Инженю поднялась так стремительно, как будто ее заставила встать скрытая в ней пружина, и устремила на отца живые, ясные глаза, в которых, хотя и не выражался вызов, все же светился самый решительный протест.
Ретиф повел плечами, словно желая стряхнуть обрушившуюся на него беду, вывел Кристиана на лестничную площадку, вежливо ему откланялся и закрыл за молодым человеком дверь не только на ключ, но и на все задвижки.

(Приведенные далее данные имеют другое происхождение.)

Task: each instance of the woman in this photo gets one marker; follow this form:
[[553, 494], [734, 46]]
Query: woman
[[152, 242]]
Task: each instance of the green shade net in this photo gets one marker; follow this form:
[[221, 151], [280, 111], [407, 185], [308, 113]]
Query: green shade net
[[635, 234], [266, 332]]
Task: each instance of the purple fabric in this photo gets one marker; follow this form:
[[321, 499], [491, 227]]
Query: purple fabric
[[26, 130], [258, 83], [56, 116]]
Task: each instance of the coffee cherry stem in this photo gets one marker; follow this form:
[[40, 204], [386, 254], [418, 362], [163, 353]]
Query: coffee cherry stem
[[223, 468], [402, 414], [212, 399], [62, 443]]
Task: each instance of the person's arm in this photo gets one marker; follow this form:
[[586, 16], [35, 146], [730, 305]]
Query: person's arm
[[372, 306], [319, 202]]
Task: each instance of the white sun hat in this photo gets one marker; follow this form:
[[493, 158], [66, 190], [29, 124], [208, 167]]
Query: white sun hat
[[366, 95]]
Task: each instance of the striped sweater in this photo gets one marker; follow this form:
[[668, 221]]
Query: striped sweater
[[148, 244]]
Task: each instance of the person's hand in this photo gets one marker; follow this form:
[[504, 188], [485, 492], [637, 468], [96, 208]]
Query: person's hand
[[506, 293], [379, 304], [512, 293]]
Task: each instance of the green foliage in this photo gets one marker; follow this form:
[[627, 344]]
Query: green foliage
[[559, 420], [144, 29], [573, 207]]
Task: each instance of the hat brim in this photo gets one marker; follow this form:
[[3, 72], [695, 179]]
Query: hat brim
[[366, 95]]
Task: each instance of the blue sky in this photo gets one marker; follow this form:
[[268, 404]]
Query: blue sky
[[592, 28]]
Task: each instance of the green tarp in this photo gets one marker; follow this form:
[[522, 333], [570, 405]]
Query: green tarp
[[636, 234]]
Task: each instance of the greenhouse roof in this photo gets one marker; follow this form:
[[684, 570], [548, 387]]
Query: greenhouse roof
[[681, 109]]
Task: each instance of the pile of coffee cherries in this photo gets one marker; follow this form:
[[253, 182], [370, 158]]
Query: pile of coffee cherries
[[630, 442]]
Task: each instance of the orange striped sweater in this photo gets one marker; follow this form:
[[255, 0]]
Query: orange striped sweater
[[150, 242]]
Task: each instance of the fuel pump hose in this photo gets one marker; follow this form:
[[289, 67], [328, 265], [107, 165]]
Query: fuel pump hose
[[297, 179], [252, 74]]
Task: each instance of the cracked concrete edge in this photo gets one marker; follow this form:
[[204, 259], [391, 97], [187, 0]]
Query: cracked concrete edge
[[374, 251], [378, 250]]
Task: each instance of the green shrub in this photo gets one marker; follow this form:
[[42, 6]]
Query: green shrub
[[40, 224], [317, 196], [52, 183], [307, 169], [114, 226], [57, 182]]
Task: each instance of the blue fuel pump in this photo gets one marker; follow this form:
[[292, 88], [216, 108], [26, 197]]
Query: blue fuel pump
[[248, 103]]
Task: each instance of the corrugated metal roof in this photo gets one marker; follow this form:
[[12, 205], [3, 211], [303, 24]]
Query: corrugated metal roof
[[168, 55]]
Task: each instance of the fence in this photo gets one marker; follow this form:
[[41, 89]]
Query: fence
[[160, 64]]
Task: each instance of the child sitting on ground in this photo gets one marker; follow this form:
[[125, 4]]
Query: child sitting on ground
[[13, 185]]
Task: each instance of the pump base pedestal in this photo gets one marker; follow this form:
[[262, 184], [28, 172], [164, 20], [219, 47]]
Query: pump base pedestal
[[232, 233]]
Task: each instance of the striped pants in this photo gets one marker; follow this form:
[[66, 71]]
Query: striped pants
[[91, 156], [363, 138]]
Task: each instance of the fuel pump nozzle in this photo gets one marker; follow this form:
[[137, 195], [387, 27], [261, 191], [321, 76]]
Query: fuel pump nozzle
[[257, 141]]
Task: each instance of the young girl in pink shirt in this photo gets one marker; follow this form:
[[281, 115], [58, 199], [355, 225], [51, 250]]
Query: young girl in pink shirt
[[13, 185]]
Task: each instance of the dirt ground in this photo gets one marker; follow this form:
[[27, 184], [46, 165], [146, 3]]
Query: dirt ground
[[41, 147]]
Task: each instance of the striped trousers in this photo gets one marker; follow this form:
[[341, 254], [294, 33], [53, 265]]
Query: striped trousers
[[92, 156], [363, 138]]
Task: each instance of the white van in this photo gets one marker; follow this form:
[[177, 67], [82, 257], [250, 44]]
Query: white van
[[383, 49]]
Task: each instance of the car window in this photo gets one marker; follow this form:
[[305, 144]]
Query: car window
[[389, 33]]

Вернувшись в комнату, он застал Инженю на том же месте, где и оставил: выпрямившись, она стояла неподвижно перед подсвечником и молчала.
Ретифу явно было не по себе: тяжело отцу причинять дочери неприятности, но гораздо труднее отречься от своих предрассудков.
— Ты на меня сердишься? — после недолгого молчания спросил он.
— Нет, — ответила Инженю. — У меня нет на это права.
— Почему у тебя нет на это права?
— Разве вы не мой отец?
Инженю произнесла эти слова почти горестным тоном и сопроводила их почти иронической улыбкой.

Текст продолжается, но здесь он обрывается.